380-kV-Trasse macht die Leute krank
Mit ihrem Ostermarsch protestieren Hunderte gegen die geplante Hochspannungsleitung im Thüringer Wald

Von Marco Schreiber

Nahetal-Waldau - Seit den Wendetagen 1989 ist Frank Ratajczak nicht mehr auf die Straße gegangen. Gestern demonstriert der Berufsrichter aus dem Ilmkreisstädtchen Gehren wieder. Für einen heilen Thüringer Wald marschiert er von Waldau (Kreis Hildburghausen) drei Kilometer bergan. Gegen eine Hochspannungsleitung, die 380-kV-Trasse. Ein weiterer Demonstrationszug setzt sich zeitgleich in Hinternah in Bewegung. Etwa 600 Menschen versammeln sich am Nachmittag schließlich auf einem Hügel zwischen den Orten zur Abschlusskundgebung des dritten Ostermarsches der Trassengegener. Setzen sich auf Holzbänke und ins Gras, essen Kuchen und Bratwurst, trinken Limo und Bier - "durch das schöne Wetter herrscht eine gute Grundstimmung", sagt Tilo Kummer, Landtagsabgeordneter der Linken und einer der prominenten Unterstützer der Trassengegner.
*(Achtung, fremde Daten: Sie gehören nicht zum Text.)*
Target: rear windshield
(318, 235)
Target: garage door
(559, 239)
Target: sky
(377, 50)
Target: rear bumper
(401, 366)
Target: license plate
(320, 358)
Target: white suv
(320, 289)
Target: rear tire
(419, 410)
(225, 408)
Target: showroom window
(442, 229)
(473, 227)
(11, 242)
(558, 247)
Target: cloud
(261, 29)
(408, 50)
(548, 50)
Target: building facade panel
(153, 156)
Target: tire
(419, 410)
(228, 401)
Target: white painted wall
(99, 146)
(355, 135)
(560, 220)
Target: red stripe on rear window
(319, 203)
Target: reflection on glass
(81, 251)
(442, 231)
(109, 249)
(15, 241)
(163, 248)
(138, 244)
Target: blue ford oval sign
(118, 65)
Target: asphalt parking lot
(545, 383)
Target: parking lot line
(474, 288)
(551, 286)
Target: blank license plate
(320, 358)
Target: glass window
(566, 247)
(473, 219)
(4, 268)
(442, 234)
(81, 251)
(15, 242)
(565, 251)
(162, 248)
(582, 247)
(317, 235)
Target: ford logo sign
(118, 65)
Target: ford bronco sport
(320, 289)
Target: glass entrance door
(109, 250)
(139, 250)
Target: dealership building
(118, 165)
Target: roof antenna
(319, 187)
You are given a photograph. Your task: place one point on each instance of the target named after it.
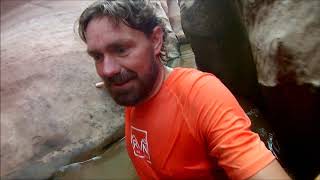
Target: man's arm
(271, 171)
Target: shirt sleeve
(225, 128)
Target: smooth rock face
(51, 111)
(220, 43)
(285, 39)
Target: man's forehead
(103, 31)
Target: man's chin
(126, 101)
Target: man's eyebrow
(113, 45)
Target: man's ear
(157, 39)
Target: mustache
(121, 77)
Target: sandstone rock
(220, 43)
(285, 39)
(51, 112)
(171, 43)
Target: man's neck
(163, 74)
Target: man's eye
(121, 51)
(97, 57)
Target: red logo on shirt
(139, 142)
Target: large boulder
(285, 41)
(220, 43)
(51, 112)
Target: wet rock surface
(220, 43)
(285, 41)
(284, 38)
(51, 112)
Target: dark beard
(141, 89)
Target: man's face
(125, 59)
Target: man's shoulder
(186, 79)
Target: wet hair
(137, 14)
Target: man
(180, 123)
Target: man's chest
(162, 142)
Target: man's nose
(110, 66)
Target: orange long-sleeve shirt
(192, 129)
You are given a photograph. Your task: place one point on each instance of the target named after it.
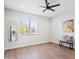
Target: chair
(68, 40)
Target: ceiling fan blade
(55, 5)
(43, 6)
(46, 2)
(44, 10)
(52, 9)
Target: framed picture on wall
(69, 26)
(27, 26)
(24, 25)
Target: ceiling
(32, 6)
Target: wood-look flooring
(42, 51)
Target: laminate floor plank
(42, 51)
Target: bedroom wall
(12, 17)
(57, 29)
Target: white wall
(12, 17)
(49, 30)
(57, 29)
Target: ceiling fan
(49, 7)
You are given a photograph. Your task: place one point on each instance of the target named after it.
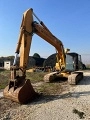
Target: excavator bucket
(21, 92)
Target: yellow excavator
(19, 88)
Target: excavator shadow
(47, 98)
(59, 79)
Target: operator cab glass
(70, 63)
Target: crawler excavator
(19, 88)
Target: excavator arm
(20, 88)
(28, 28)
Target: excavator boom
(20, 88)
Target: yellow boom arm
(28, 27)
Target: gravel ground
(73, 104)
Die Volksfeststimmung mit Ostereiersuche für die Kinder täuscht ein wenig über die tatsächliche Situation hinweg. Teile der Trasse werden schon gebaut; die betroffenen Hochstedter sind mit einem Transparent dabei. In jenem Stadtteil der Landeshauptstadt Erfurt beginnt die 380-Kilovolt-Leitung, die mit ihren turmhohen Masten bis nach Schweinfurt führen soll. "Die Hoffnung stirbt zuletzt", sagt Richter Ratajczak. Deshalb sei er mitmarschiert. Für den Abschnitt im Ilmkreis, der an seinem Heimatort vorbeiführen soll, hat kürzlich das Genehmigungsverfahren begonnen. Für den Abschnitt, in dem Waldau liegt, wird es bald soweit sein.
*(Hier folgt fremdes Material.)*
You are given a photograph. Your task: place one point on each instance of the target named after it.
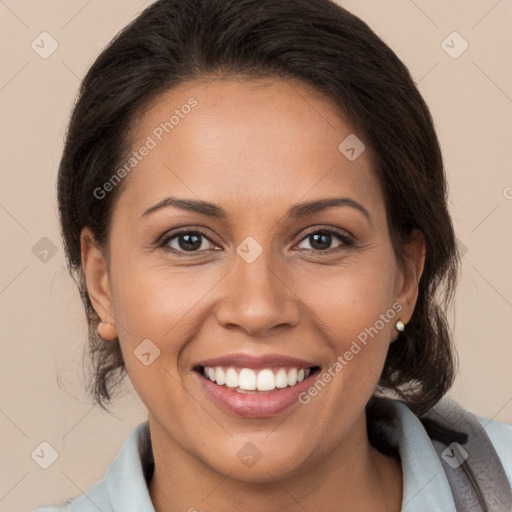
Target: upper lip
(252, 361)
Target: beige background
(42, 324)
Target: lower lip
(264, 405)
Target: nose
(258, 297)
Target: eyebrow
(296, 211)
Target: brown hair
(323, 45)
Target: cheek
(353, 300)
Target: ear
(94, 265)
(410, 272)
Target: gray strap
(474, 470)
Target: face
(253, 287)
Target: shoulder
(500, 435)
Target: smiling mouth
(256, 381)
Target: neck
(353, 476)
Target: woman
(253, 200)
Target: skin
(254, 148)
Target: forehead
(245, 143)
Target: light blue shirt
(425, 485)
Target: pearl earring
(106, 330)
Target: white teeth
(220, 376)
(231, 378)
(248, 379)
(292, 377)
(266, 380)
(281, 378)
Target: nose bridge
(256, 297)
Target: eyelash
(347, 241)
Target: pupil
(321, 241)
(192, 241)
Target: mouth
(255, 380)
(255, 389)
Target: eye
(321, 240)
(187, 241)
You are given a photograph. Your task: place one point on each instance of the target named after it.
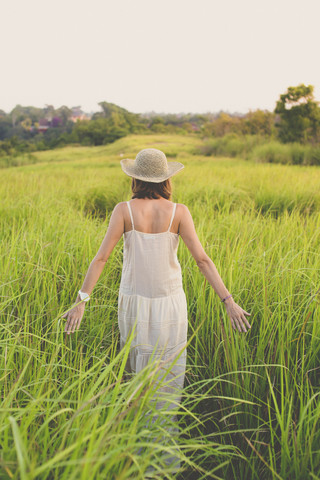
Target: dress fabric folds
(152, 298)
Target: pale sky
(163, 55)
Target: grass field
(251, 406)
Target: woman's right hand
(74, 316)
(237, 315)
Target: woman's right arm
(208, 269)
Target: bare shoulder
(183, 212)
(119, 208)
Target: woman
(151, 290)
(151, 296)
(151, 207)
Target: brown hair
(141, 189)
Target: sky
(168, 56)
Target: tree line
(296, 118)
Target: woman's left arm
(113, 235)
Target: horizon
(146, 56)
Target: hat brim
(127, 165)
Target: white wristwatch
(84, 296)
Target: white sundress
(151, 292)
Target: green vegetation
(260, 149)
(251, 402)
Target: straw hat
(150, 165)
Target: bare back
(152, 216)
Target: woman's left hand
(74, 317)
(237, 315)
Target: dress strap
(129, 207)
(173, 212)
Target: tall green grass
(250, 407)
(259, 149)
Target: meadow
(251, 406)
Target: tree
(299, 115)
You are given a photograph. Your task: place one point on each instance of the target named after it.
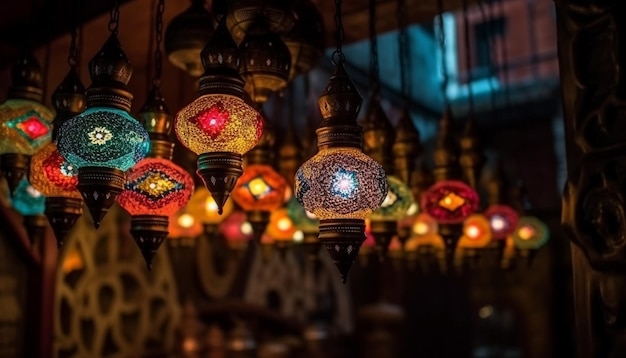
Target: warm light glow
(155, 187)
(186, 221)
(341, 183)
(218, 123)
(260, 188)
(25, 126)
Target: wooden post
(592, 60)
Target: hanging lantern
(340, 184)
(25, 123)
(259, 191)
(266, 62)
(530, 234)
(155, 188)
(56, 179)
(503, 220)
(476, 232)
(105, 140)
(243, 13)
(306, 39)
(186, 35)
(204, 208)
(281, 228)
(308, 224)
(31, 204)
(183, 225)
(237, 231)
(219, 125)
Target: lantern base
(451, 233)
(14, 167)
(311, 246)
(259, 220)
(35, 227)
(99, 188)
(383, 232)
(219, 172)
(62, 213)
(342, 239)
(149, 231)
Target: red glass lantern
(450, 201)
(154, 190)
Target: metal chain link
(114, 22)
(442, 43)
(339, 33)
(403, 50)
(158, 55)
(374, 70)
(468, 58)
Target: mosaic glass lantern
(340, 184)
(503, 220)
(530, 233)
(219, 125)
(56, 179)
(476, 232)
(25, 123)
(104, 141)
(31, 204)
(259, 191)
(450, 201)
(155, 189)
Ein Verfahren, von dem der Linke Kummer fürchtet, es könne "in aller Schnelle durchgepeitscht" werden. Ein Verfahren, hinter dem letztlich die globalen Interessen der Energiekonzerne stünden, sagt seine Parteigenossin Gabi Zimmer, bevor sie auf die improvisierte Bühne steigt. "Vattenfall denkt wie alle Konzerne in Kategorien von globalen Märkten", ruft die Abgeordnete des Europaparlaments vom Lkw-Anhänger über die Wiese.
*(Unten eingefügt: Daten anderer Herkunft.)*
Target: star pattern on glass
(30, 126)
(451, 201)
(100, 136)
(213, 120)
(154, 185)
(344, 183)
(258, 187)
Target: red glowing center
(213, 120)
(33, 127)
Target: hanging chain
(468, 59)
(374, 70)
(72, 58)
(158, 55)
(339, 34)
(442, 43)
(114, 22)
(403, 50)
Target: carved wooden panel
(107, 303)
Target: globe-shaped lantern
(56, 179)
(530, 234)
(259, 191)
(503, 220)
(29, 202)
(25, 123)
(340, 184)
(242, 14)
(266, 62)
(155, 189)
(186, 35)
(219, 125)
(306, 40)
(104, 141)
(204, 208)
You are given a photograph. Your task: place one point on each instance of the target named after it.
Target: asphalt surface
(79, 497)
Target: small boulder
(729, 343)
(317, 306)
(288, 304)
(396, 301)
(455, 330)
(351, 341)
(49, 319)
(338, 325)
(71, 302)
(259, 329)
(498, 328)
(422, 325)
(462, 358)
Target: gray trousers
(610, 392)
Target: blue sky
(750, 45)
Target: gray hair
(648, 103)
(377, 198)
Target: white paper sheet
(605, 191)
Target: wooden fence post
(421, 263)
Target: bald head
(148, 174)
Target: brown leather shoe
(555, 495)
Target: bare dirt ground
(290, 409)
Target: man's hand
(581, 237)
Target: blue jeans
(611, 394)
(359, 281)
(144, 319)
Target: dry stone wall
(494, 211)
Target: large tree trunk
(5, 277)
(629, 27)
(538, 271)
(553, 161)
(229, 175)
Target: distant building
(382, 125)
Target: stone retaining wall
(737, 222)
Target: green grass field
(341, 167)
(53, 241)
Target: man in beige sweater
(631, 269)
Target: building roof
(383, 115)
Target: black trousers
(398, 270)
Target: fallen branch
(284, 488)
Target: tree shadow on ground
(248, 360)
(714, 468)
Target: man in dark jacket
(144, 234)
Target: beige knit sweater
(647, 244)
Mit 100 Millionen Euro will die Europäische Kommission die 248-Millionen-Euro-Trasse subventionieren - am EU-Parlament vorbei, sagt Zimmer erzürnt. Und das, obwohl die Energiepolitik der EU noch debattiert werden müsse. Die Lobbyisten der Energiekonzerne und des freien Marktes wollen mit Strom handeln und daraus Gewinne erzielen, erklärt sie. "Diese Lobbygruppe beeinflusst die Kommission." Ihr gegenüber stünden der Umweltausschuss des EU-Parlaments, die Grünen, die Linken und Teile der Sozialdemokraten. "Eine Minderheit". Der noch dazu bis nach der Europawahl die Hände gebunden seien - "Anfragen an die Kommission können erst wieder im September gestartet werden". Viel Hoffnung, die Trasse von Brüssel aus noch zu stoppen, gibt es laut Zimmer also nicht. Ändern werde sich die Energiepolitik nur dann, wenn der Druck aus den Ländern groß genug sei.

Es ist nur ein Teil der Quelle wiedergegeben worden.